Based on this single case, fluorescence-guided laparoscopic-assisted intersphincteric resection appears to be a safe and effective option for selected patients with ultralow rectal cancer who are candidates for organ-preserving surgery. However, this technique should currently be considered experimental and should only be performed by experienced colorectal surgeons at specialized cancer centers. Patients interested in this approach should discuss it with their oncology team to determine if they are suitable candidates. The evidence level is low (single case report), so patients should understand this is a promising new technique that requires further study.

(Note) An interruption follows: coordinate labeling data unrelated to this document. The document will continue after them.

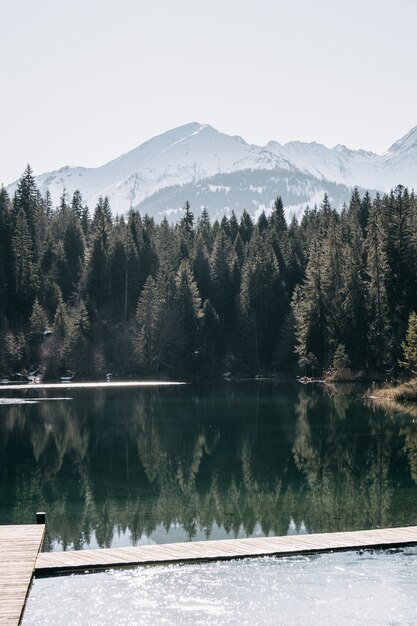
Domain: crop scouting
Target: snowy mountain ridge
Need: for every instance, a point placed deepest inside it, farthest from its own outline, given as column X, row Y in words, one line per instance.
column 225, row 172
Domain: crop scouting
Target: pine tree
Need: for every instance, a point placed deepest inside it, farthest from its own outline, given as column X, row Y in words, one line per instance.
column 145, row 339
column 409, row 345
column 380, row 335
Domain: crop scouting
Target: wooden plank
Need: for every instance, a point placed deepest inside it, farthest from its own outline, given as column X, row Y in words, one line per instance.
column 19, row 547
column 61, row 562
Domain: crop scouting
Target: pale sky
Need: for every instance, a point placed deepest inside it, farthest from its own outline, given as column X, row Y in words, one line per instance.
column 83, row 81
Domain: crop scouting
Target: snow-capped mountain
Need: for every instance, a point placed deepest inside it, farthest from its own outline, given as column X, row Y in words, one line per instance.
column 195, row 162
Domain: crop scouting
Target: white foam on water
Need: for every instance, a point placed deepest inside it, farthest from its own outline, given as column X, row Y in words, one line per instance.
column 350, row 588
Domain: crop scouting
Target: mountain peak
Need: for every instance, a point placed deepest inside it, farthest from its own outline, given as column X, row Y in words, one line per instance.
column 406, row 143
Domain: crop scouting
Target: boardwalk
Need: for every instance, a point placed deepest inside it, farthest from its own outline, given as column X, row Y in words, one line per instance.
column 52, row 563
column 19, row 547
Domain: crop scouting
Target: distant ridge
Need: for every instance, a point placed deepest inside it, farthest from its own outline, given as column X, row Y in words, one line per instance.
column 196, row 162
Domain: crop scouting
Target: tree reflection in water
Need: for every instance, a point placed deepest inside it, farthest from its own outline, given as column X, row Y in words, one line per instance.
column 124, row 466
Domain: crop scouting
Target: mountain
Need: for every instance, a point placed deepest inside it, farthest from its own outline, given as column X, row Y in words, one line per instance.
column 196, row 162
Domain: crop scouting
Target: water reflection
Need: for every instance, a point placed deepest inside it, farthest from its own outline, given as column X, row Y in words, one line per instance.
column 121, row 466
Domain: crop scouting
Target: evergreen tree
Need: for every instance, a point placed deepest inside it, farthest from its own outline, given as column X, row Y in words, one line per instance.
column 409, row 345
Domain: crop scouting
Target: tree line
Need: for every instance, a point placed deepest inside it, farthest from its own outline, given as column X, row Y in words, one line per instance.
column 93, row 294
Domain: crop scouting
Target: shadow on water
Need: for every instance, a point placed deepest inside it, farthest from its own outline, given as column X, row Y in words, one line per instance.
column 128, row 466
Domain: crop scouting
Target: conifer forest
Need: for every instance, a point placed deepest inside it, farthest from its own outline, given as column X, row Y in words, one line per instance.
column 86, row 293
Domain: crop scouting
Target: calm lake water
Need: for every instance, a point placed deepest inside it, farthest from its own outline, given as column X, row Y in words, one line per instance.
column 152, row 465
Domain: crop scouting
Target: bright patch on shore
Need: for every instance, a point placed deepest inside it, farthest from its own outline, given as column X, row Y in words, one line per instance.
column 75, row 385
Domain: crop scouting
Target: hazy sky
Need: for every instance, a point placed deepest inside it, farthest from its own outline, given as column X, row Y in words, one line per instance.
column 83, row 81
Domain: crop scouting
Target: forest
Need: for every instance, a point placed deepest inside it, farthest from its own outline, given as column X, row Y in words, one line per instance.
column 89, row 294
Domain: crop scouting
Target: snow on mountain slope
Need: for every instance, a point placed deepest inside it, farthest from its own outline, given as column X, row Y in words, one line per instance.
column 188, row 153
column 213, row 168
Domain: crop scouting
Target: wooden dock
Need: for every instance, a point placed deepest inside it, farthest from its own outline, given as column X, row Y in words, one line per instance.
column 53, row 563
column 19, row 547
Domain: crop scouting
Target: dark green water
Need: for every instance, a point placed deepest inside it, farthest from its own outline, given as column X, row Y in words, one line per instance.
column 122, row 466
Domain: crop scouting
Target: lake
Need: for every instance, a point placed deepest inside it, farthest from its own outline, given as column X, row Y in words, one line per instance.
column 129, row 466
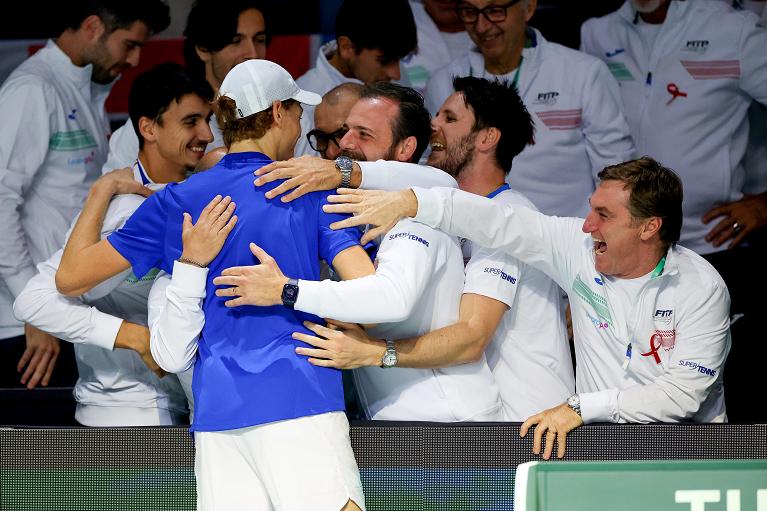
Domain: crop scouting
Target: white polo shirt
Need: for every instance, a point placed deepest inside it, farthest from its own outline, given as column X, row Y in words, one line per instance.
column 529, row 353
column 416, row 289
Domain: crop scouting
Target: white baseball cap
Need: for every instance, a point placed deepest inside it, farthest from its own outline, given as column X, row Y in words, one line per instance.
column 255, row 84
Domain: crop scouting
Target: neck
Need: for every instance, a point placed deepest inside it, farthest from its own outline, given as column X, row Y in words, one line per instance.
column 262, row 145
column 70, row 43
column 481, row 179
column 657, row 16
column 337, row 62
column 507, row 62
column 158, row 168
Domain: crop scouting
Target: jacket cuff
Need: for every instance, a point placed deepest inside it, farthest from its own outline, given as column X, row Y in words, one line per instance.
column 18, row 280
column 309, row 297
column 104, row 330
column 189, row 280
column 430, row 207
column 599, row 406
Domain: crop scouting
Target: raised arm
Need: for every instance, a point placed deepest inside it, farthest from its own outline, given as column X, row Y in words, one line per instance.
column 309, row 173
column 176, row 317
column 87, row 259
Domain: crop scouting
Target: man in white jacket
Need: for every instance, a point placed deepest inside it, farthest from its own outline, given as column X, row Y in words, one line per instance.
column 688, row 73
column 416, row 288
column 650, row 318
column 117, row 386
column 579, row 126
column 364, row 51
column 442, row 38
column 53, row 141
column 219, row 34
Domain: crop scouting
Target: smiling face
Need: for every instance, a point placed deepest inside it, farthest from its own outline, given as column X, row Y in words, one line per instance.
column 183, row 132
column 113, row 53
column 370, row 130
column 248, row 43
column 618, row 246
column 497, row 39
column 452, row 136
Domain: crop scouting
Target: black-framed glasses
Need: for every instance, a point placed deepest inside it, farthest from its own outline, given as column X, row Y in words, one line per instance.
column 319, row 140
column 492, row 13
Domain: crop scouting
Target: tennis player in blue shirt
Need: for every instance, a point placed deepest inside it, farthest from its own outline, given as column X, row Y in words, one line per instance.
column 270, row 432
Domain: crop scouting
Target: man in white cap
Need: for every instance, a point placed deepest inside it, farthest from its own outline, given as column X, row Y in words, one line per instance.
column 260, row 409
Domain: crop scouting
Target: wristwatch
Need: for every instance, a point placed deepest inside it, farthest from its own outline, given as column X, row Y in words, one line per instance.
column 574, row 402
column 290, row 293
column 390, row 356
column 344, row 164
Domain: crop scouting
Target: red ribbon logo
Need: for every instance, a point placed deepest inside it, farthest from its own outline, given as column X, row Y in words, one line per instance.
column 654, row 347
column 675, row 92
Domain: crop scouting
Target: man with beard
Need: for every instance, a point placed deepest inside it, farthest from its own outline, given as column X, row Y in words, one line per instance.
column 416, row 289
column 504, row 301
column 219, row 34
column 688, row 73
column 53, row 142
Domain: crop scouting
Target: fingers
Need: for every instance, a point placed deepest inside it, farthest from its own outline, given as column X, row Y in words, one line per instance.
column 320, row 330
column 551, row 436
column 261, row 254
column 561, row 445
column 352, row 221
column 317, row 342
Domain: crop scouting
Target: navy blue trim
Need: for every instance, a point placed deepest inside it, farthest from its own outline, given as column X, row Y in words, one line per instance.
column 503, row 187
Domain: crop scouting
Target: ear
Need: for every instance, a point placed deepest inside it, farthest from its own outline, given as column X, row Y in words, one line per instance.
column 406, row 148
column 487, row 139
column 93, row 27
column 651, row 228
column 147, row 128
column 530, row 9
column 202, row 53
column 346, row 48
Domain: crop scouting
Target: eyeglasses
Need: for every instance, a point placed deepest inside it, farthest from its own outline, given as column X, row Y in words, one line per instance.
column 319, row 140
column 492, row 13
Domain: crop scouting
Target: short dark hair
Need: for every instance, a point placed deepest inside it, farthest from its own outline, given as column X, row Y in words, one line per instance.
column 654, row 190
column 153, row 91
column 413, row 119
column 211, row 25
column 235, row 128
column 118, row 14
column 497, row 104
column 388, row 27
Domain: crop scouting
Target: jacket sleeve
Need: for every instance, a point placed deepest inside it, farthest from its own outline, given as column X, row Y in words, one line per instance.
column 395, row 176
column 405, row 265
column 24, row 135
column 695, row 367
column 753, row 42
column 605, row 130
column 70, row 319
column 123, row 148
column 550, row 244
column 176, row 318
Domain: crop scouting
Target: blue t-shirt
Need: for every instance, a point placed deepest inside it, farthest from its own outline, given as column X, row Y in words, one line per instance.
column 247, row 371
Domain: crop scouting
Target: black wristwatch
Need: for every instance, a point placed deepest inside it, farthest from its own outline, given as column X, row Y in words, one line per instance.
column 290, row 293
column 344, row 164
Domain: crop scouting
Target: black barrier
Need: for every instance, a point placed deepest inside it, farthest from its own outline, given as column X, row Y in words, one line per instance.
column 404, row 466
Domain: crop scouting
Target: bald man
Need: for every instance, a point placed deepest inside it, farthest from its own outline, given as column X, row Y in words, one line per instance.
column 329, row 119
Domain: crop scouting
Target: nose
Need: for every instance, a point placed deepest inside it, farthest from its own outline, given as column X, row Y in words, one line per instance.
column 134, row 55
column 589, row 223
column 392, row 70
column 251, row 50
column 204, row 133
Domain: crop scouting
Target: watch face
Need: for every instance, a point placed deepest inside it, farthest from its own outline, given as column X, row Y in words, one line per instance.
column 390, row 360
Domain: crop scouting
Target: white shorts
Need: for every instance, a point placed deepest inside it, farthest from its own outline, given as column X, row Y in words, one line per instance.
column 292, row 465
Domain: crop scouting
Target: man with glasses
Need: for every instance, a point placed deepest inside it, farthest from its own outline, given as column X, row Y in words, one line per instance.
column 572, row 98
column 330, row 117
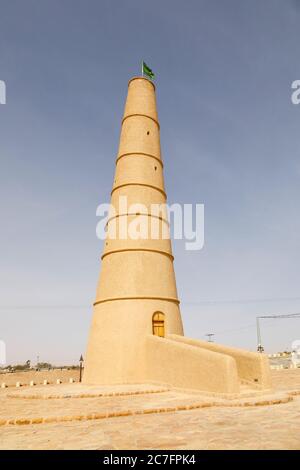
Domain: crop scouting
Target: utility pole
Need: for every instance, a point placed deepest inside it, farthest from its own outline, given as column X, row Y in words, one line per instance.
column 259, row 345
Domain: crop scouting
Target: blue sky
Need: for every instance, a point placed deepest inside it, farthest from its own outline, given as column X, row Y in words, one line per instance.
column 230, row 140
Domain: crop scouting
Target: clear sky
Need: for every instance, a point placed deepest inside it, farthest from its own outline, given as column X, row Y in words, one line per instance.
column 230, row 140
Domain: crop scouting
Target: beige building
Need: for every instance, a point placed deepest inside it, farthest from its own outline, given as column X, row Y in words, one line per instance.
column 136, row 334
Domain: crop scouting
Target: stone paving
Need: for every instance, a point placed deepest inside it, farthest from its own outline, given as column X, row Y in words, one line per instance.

This research is most relevant to patients with rectal cancer located very close to the anus who want to avoid a permanent colostomy and preserve normal bowel and sexual function. It may be of interest to colorectal surgeons and oncologists seeking advanced surgical techniques. Patients with early-stage rectal cancer (stages I-II) are more likely to be candidates than those with advanced disease. However, patients with very advanced cancer, poor overall health, or significant obesity may not be suitable candidates. General readers should understand this is specialized research for a specific patient population and does not apply to most people.

In this case, the patient experienced rapid recovery with discharge 7 days after surgery and quick return to normal diet. However, full recovery from major abdominal surgery typically takes 4-6 weeks. The patient maintained normal bowel and sexual function immediately after surgery, which is encouraging. Long-term outcomes (5-year survival and recurrence rates) cannot be assessed from this single case and would require years of follow-up.

Want to Apply This Research?

  • For patients undergoing this procedure, track daily bowel function (frequency, consistency, urgency) and any leakage episodes using a simple 1-10 scale to monitor sphincter recovery and function over the first 3 months post-surgery
  • Post-operative patients can use the app to log dietary tolerance (which foods cause discomfort), pain levels, and activity levels to optimize recovery and identify when they can return to normal activities
  • Establish a long-term tracking system for cancer surveillance markers, follow-up appointment reminders, and quality-of-life metrics (bowel function, sexual function, overall satisfaction) to monitor for recurrence and assess surgical success over years

This case report describes a single patient’s surgical experience and should not be considered definitive evidence that this technique is appropriate for all rectal cancer patients. Results may vary significantly based on individual factors including cancer stage, patient health status, surgeon experience, and hospital resources. This research is preliminary and requires further study with larger patient populations before becoming standard treatment. Patients with rectal cancer should discuss all treatment options, including this emerging technique, with their oncology team. This information is for educational purposes only and should not replace professional medical advice from qualified healthcare providers. Always consult with your doctor before making treatment decisions.